To Always Remember Their Sacrifice

Memorial Day, 2008

In America, today we honor the men and women who have given the ultimate sacrifice by fighting in battles all around this globe, to keep our citizens free. Sometimes we forget that ours is an all volunteer military. We have no draft. We train these brave ones to kill the enemy so you and I can know that our existence in the United States is a safe one.

Yet, it is important to not only remember those killed, but the first-hand and second-hand survivors who are grieving as a result of those deaths.

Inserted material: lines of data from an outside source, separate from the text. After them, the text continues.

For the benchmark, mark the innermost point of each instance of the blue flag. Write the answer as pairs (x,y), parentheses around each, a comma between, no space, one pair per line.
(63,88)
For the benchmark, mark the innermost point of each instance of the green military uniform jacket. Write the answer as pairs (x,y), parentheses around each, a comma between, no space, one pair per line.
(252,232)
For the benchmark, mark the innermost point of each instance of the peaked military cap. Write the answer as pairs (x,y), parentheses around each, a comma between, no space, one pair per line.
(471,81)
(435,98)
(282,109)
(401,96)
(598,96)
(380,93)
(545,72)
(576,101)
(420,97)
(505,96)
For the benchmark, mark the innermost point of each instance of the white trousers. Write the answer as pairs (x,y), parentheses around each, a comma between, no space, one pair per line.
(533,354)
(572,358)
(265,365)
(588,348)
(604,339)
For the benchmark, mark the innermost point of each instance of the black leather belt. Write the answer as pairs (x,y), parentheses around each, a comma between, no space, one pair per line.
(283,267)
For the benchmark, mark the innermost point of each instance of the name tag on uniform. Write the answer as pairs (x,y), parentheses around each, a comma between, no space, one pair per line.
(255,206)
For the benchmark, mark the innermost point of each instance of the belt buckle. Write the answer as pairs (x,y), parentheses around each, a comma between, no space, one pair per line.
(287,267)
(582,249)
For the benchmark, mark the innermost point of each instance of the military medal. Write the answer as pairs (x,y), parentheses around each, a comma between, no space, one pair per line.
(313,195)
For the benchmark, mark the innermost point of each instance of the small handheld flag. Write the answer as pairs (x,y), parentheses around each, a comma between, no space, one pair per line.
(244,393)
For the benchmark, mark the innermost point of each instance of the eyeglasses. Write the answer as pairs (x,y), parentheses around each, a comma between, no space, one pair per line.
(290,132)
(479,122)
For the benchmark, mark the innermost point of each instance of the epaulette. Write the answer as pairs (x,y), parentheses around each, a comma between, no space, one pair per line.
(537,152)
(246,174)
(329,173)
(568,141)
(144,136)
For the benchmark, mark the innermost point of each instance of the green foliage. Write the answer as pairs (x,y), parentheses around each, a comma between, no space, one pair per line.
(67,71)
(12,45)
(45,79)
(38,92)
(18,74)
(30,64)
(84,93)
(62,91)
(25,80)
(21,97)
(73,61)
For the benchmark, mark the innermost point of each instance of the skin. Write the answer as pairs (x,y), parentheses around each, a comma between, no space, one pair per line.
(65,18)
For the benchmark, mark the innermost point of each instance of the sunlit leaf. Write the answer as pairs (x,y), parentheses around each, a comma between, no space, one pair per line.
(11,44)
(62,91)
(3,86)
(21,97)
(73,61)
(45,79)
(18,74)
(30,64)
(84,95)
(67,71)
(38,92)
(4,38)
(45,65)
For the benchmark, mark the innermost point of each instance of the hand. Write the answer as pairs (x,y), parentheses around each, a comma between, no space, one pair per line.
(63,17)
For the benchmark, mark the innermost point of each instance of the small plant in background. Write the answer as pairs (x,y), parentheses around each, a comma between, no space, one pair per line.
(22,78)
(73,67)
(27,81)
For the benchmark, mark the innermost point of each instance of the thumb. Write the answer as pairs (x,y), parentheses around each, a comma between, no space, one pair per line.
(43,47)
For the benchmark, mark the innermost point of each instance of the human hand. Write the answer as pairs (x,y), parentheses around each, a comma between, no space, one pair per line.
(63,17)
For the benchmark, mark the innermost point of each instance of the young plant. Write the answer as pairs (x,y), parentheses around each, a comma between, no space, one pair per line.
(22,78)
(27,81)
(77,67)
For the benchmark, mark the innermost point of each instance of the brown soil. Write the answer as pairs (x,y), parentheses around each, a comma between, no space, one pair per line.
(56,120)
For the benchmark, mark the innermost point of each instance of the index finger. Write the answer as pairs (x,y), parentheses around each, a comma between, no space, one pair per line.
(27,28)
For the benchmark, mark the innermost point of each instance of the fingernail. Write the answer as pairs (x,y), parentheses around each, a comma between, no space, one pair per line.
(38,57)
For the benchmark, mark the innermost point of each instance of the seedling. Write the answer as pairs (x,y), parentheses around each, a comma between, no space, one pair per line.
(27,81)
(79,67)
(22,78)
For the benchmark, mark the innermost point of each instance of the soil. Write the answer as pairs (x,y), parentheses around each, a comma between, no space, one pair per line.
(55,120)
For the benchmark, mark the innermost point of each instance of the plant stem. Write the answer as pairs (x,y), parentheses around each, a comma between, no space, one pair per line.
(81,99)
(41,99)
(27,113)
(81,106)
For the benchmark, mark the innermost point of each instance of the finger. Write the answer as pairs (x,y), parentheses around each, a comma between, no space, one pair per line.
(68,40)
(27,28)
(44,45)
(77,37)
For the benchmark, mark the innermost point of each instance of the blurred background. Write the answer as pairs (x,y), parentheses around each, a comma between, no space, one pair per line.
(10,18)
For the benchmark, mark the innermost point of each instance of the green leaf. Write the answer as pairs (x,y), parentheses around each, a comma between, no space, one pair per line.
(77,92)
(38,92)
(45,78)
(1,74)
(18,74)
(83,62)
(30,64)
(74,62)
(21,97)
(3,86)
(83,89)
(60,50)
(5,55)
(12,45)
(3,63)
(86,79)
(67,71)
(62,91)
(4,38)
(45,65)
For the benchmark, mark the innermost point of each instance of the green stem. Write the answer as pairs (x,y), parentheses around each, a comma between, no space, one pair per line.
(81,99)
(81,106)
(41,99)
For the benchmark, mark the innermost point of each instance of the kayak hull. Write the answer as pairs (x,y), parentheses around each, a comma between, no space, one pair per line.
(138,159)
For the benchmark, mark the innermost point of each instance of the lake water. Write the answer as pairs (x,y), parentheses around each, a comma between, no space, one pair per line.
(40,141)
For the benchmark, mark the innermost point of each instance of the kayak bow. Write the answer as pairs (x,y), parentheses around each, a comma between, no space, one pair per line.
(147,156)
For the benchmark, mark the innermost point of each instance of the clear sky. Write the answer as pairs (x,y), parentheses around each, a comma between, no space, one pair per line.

If you consider any one person’s passing will have upward of 300 people who loved and cherished them, it is a staggering number of people who remember them today.Just think of their family members, friends, neighbors, the military, classmates, teammates, business colleagues, people they knew from church, synagogue, social circles, clubs, etc. And what about their parents’ and siblings’ friends who knew them. They are also affected.

So there is much I want to say here…

First, I’d like to address the grief of the spouse, parents, siblings, grandparents, children, other family members, friends and loved ones of a man or woman killed in the line of duty. Your loved one gave the ultimate sacrifice and every American citizen owes you a sincere thank you for enduring the pain you feel now, for the good of our citizens’ safety.

Secondly, are the needs of military families. Their spouses have been raising children on their own, with little support both financially or personally, and doing a great job at it as well. They struggle to make ends meet and it is beyond me how our Congress cannot make it easier on these active duty families.

They are going into credit card debt, as many citizens, just to survive. But they shouldn’t have to. Banks are foreclosing on homes, ruining credit ratings because credit cards haven’t been paid in a timely fashion. When you expect to be deployed for one tour, which turns into two and three tours, it sort of turns your life upside down.

It’s hard to worry about paying a credit card bill when your main mission today is staying alive and keeping those around you alive, all while in a foreign land. Do the people at these banks get it? Obviously not.

My solution…their debts should become frozen once they are deployed, not to gain a cent of interest or penalty nor become due again until six months after they’re home.

Exactly when will some Congressman or woman step up to the plate and make this right… Senator McCain – how about you?

And if this family experiences the death of their spouse in the line of duty, now they lose their homes, support systems, and more. They must leave the military bases and return to wherever they originally came. In the process they and their children lose their home, friends, classmates, neighbors, other military family’s support. They lose more than just their loved ones. Additionally, they lose income so it is now doubly hard for the surviving spouse to readjust to raising a family alone.

Next…the first hand survivors are also military; those who knew the soldier directly.

Prolonged deployments overseas only delay the grieving process. Wisdom says we must help these brave men and women achieve mental stability all along the way.

Yes, it is only natural that we repair their physical bodies, but we must treat their mental symptoms as well. Seeing multiple deaths during repeated tours overseas is something that stays with you. It is not easily released.

And when someone returns to the home they once knew, they are changed. And they need time to acclimate themselves to their old lives. One thing is certain – they are different now. They have seen too much and are not the same. How could they be?

This weekend I wish us to remember how difficult it must be to trade in a machine gun, grenade, and HumVee, back to a laptop, blackberry and IPOD. I can’t even imagine how that’s done.

And, lastly, second-hand survivors are the family members of these surviving military buddies who will come home, grieving their fellow soldiers’ deaths in combat, and their immediate family members here in the US are scrambling how best to help them through this grief, not to mention their need to acclimate themselves into society back here once again.

So I find it unconscionable that our elected officials do not make it a higher priority to have premier bereavement services available to the surviving families of the military personnel who have been killed and to every active duty soldier overseas and later, upon their return home, to serve them and their families as well.

Military death touches so many lives and we rarely acknowledge all the people affected. Let’s begin to better understand the domino effect of grief caused by war…and let’s effectively deal with it from the onset.